Computer Vision Models Fail Quietly Before Training
People blame model architecture for poor vision results, but a large share of failures starts in preprocessing inconsistencies: crop policy drift, color normalization mismatch, and label noise.
Step 1: Normalize images through one deterministic pipeline
import cv2
import numpy as np
def preprocess(img, size=(224, 224)):
img = cv2.cvtColor(img, cv2.COLOR_BGR2RGB)
img = cv2.resize(img, size, interpolation=cv2.INTER_AREA)

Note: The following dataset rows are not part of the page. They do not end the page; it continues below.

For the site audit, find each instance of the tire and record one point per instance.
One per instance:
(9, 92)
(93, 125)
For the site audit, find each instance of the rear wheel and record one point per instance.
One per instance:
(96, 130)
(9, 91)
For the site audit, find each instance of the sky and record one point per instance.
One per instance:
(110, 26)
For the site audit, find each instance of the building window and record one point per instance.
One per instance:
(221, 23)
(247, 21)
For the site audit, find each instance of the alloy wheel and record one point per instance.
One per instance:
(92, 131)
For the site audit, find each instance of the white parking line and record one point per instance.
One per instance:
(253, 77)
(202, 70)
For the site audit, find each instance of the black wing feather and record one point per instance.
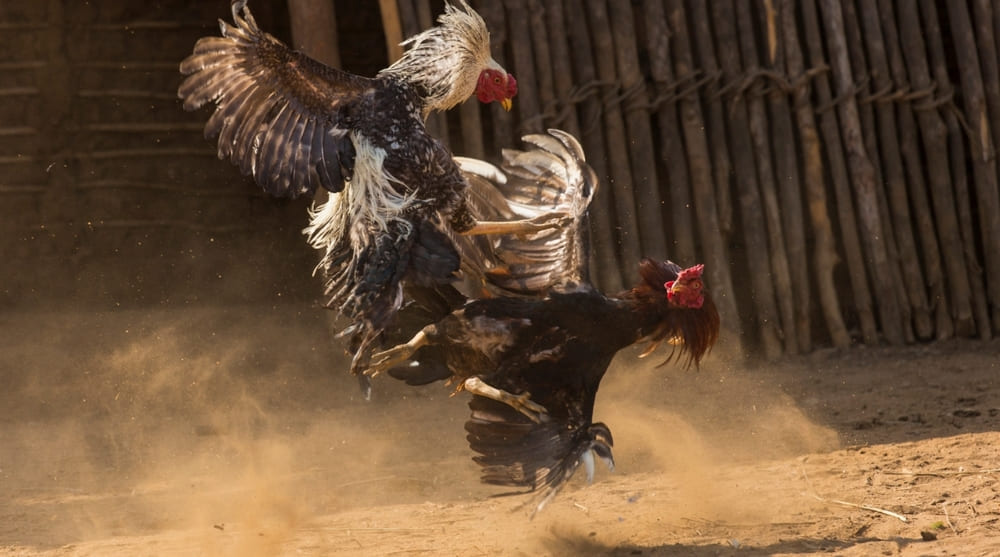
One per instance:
(516, 452)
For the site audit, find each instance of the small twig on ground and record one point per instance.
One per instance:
(947, 519)
(858, 506)
(945, 473)
(846, 503)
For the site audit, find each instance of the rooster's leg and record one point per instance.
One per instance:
(522, 402)
(525, 226)
(388, 359)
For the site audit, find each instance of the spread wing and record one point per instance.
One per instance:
(550, 176)
(279, 115)
(514, 451)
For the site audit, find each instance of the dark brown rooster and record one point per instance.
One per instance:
(534, 346)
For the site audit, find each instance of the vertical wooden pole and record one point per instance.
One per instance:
(314, 29)
(984, 169)
(830, 130)
(923, 217)
(754, 232)
(603, 238)
(699, 163)
(790, 185)
(894, 175)
(617, 141)
(760, 133)
(721, 165)
(678, 183)
(863, 174)
(649, 209)
(824, 253)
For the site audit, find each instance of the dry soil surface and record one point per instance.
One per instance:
(235, 431)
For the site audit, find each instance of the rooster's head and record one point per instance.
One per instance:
(687, 290)
(495, 84)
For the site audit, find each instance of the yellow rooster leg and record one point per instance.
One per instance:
(526, 226)
(522, 402)
(388, 359)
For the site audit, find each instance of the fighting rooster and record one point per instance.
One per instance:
(297, 125)
(534, 356)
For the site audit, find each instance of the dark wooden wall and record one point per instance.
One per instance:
(109, 195)
(831, 161)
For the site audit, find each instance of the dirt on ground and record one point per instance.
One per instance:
(236, 432)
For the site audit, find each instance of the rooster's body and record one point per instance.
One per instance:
(297, 126)
(534, 348)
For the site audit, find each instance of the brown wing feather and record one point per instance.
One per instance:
(280, 115)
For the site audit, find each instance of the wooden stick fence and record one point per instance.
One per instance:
(833, 162)
(815, 148)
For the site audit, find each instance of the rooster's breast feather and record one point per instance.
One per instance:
(280, 115)
(550, 177)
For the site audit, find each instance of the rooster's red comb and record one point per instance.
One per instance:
(691, 272)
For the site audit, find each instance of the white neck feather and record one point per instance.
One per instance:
(445, 61)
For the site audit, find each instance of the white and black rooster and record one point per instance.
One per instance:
(398, 196)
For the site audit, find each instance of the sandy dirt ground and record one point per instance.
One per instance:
(236, 432)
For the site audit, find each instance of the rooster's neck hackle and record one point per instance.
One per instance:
(444, 62)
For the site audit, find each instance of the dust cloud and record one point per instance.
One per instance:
(238, 430)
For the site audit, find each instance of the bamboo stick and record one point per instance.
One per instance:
(789, 182)
(528, 106)
(437, 122)
(604, 264)
(621, 179)
(715, 113)
(864, 94)
(562, 80)
(923, 217)
(609, 269)
(862, 173)
(984, 163)
(314, 30)
(496, 22)
(894, 176)
(635, 108)
(392, 26)
(824, 254)
(830, 129)
(754, 231)
(543, 63)
(941, 182)
(760, 134)
(983, 14)
(678, 184)
(706, 213)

img = img.astype(np.float32) / 255.0
return img
Step 2: Make label validation explicit
def validate_labels(rows):
allowed = {"cat", "dog", "bird"}
bad = [r for r in rows if r["label"] not in allowed]
if bad:
raise ValueError(f"invalid labels: {len(bad)}")
Step 3: Track dataset fingerprints
find data/train -type f -print0 | sort -z | xargs -0 shasum > data/train.sha1
Pitfalls
- Different resize policies between training and inference.
- Manual label edits with no audit trail.
- No dataset fingerprinting before retraining.
Verification
- Preprocess outputs are identical across repeated runs.
- Invalid labels fail pipeline before training starts.
- Dataset hash changes are visible in experiment logs.